One irony in this institutional manpower crisis is government’s discriminatory response of granting approval (sometimes on annual basis) to some select MDAs including the Central Bank of Nigeria, the Nigerian National Petroleum Corporation, the Federal Inland Revenue Service, the Nigeria Deposit Insurance Corporation, and other ‘juicy’ agencies while the staff needs of universities and polytechnics are left to suffer the consequences of employment embargo.

It’s a further mockery of the system that a country in dire need of strategic manpower would place long years of employment embargo on polytechnics and universities that produce trained and skilled human resource for the critical sectors of its national economy, yet continues to grant licenses for more tertiary institutions. 

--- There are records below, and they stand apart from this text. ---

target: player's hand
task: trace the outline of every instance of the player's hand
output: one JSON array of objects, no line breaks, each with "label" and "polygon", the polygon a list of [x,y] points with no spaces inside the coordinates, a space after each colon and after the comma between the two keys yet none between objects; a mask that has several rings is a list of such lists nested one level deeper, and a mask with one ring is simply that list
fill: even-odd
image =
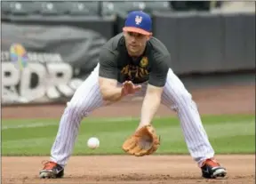
[{"label": "player's hand", "polygon": [[122,96],[133,94],[141,89],[141,85],[134,85],[132,81],[125,81],[122,86]]}]

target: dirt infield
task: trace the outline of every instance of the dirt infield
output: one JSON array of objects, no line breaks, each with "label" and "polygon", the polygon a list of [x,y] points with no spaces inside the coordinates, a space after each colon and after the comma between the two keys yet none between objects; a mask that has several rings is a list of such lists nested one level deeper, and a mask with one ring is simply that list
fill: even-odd
[{"label": "dirt infield", "polygon": [[[255,85],[229,86],[192,92],[201,114],[254,114]],[[102,108],[91,116],[138,116],[139,102],[121,102]],[[124,108],[120,112],[120,107]],[[44,118],[61,116],[64,106],[4,108],[2,118]],[[125,108],[125,109],[124,109]],[[174,116],[161,107],[157,116]],[[65,178],[40,180],[41,161],[48,157],[2,157],[2,183],[255,183],[254,156],[216,156],[227,167],[228,174],[223,180],[204,180],[189,156],[72,156],[65,170]]]}]

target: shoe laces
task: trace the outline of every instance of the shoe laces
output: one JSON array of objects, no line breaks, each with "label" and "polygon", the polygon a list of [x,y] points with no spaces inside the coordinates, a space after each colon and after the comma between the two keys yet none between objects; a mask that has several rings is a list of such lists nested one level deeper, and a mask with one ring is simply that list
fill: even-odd
[{"label": "shoe laces", "polygon": [[220,166],[220,164],[216,160],[211,159],[211,158],[206,159],[203,165],[204,165],[204,164],[208,164],[212,167],[219,167]]},{"label": "shoe laces", "polygon": [[52,161],[47,161],[47,160],[44,160],[42,162],[42,164],[44,165],[43,169],[49,169],[49,170],[52,169],[53,167],[57,165],[56,163],[53,163]]}]

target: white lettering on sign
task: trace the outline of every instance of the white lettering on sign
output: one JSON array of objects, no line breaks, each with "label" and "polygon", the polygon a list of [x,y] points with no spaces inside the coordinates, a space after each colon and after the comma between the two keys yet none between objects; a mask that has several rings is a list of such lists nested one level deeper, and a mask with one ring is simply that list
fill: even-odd
[{"label": "white lettering on sign", "polygon": [[[48,63],[48,62],[63,62],[63,60],[59,53],[39,53],[28,52],[28,62],[41,62],[41,63]],[[3,61],[10,61],[10,52],[7,51],[3,51],[1,52],[1,60]]]},{"label": "white lettering on sign", "polygon": [[44,96],[51,100],[71,97],[83,83],[72,76],[72,67],[64,62],[28,63],[23,70],[17,69],[12,62],[2,62],[2,100],[27,102]]}]

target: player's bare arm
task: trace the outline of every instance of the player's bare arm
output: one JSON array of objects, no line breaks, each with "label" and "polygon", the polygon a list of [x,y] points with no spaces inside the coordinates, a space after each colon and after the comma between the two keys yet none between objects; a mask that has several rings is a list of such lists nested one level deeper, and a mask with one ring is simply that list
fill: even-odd
[{"label": "player's bare arm", "polygon": [[156,87],[151,84],[148,85],[146,95],[141,108],[141,117],[139,128],[150,124],[155,116],[160,103],[163,87]]}]

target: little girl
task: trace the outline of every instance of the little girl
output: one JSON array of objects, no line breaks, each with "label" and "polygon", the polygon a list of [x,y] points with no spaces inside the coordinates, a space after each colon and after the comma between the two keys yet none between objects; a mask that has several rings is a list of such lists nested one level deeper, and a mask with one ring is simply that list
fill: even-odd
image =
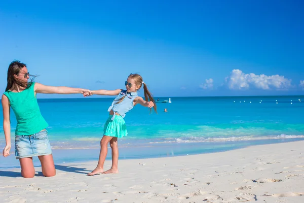
[{"label": "little girl", "polygon": [[[84,96],[87,96],[93,94],[104,95],[117,95],[117,97],[109,108],[109,116],[103,128],[103,137],[100,141],[100,153],[99,159],[96,168],[88,176],[93,176],[101,173],[110,174],[118,173],[118,147],[117,140],[128,134],[126,129],[126,123],[123,118],[126,113],[131,110],[134,106],[140,104],[144,107],[151,108],[157,112],[155,101],[148,90],[146,85],[142,81],[142,78],[138,74],[131,74],[125,82],[126,90],[117,89],[116,90],[93,90],[91,93],[84,93]],[[143,85],[145,100],[137,96],[137,90]],[[148,97],[150,101],[148,101]],[[112,166],[111,168],[104,172],[103,163],[107,154],[107,145],[110,143],[112,150]]]}]

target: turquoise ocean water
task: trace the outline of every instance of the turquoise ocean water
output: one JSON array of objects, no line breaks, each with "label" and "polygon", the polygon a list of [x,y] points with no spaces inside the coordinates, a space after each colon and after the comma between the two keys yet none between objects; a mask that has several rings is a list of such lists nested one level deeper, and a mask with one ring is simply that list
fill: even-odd
[{"label": "turquoise ocean water", "polygon": [[[97,160],[112,99],[38,99],[49,124],[56,163]],[[304,96],[172,97],[171,100],[158,104],[157,114],[140,106],[127,114],[129,134],[119,140],[120,158],[186,155],[304,140]],[[16,118],[11,112],[14,131]],[[1,126],[0,146],[5,146]],[[13,146],[12,155],[0,157],[0,167],[19,166],[14,151]],[[34,160],[39,164],[37,159]]]}]

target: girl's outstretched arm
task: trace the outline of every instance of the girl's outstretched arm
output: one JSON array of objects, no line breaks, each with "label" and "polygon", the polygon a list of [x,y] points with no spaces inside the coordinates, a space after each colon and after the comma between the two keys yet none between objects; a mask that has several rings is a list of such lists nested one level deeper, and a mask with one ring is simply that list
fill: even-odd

Whenever tertiary institutions are granted waivers to recruit 40 or 50 staff, the directives for employment slots from agencies that granted the approval, including the Office of the Head of Civil Service of the Federation, the Budget Office and the Federal Character Commission, further frustrate efforts of the vice-chancellors and rectors at tackling the human resource gap in their institutions. Where heads of these institutions refuse to oblige the requests, the oversight agencies would initiate needless strings to ensure that the recruitment process suffers setbacks.

The solution to the manpower crisis in universities and polytechnics is beyond the granting of inconsequential waivers. Daily Trust calls on the federal government to immediately lift the embargo on the employment of staff in its tertiary institutions so that the huge vacuum created by the employment embargo would be filled and the future of Nigeria’s higher education saved from further deterioration.